Esta propuesta tributaria que con algunas variaciones salió de la oficina del Secretario de Hacienda y Crédito Público (SHCP), Agustín Carstens, antiguo subdirector gerente del Fondo Monetario Internacional, provocará de aprobarse en el Senado de la República, el aumento del precio de los servicios de telecomunicaciones en por lo menos 20 por ciento.

La medida hacendaria afectará a todos los usuarios nacionales de telefonía y conexiones de internet, quienes ya de por sí enfrentan un entorno adverso para la utilización de los servicios, a causa de su alto costo y baja calidad, en comparación con los que se brindan en las otras economías de la Organización para la Cooperación y el Desarrollo Económico (OCDE), a la que pertenece México desde 1994.

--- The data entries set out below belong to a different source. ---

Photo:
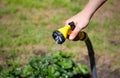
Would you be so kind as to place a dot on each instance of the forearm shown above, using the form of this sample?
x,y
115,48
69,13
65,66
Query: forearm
x,y
91,7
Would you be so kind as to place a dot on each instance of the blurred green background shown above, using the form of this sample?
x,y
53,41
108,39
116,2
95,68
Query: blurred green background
x,y
26,28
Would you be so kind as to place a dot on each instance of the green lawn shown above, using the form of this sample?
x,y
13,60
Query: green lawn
x,y
26,27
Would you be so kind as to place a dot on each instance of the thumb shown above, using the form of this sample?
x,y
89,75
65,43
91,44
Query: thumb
x,y
74,32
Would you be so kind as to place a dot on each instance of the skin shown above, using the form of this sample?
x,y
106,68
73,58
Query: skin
x,y
82,18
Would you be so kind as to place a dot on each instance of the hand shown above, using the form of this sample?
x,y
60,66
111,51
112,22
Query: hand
x,y
80,20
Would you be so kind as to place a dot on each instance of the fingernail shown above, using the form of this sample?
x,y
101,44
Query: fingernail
x,y
71,38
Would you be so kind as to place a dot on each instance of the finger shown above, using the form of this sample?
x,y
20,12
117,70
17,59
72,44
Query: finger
x,y
74,33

Entre los usuarios de telecomunicaciones en México, de los más afectados con los nuevos impuestos serán los medios de comunicación, particularmente los denominados “online”, que por lo general son micro, pequeñas y medianas empresas u organizaciones no lucrativas que basan su operación en las tecnologías de la información. Y es que los medios online, por un lado, enfrentarán el aumento de sus costos operativos, y, por otro, podrían ver disminuido el número de sus lectores y anunciantes locales, quienes previsiblemente reducirán su acceso a la web por su alto costo y/o la priorización de gastos ante la avalancha impositiva.

Los nuevos impuestos a los servicios de Internet son un nuevo golpe contra la libertad de expresión y el derecho a la información de la sociedad mexicana por cuanto que una gran cantidad de medios de comunicación en México, en su mayoría impresos, paulatinamente han dado el salto a la Internet debido al alto costo de los insumos de publicación en papel y a la caída de sus ventas y suscripciones por la crisis financiera y la evolución del mercado hacia la red.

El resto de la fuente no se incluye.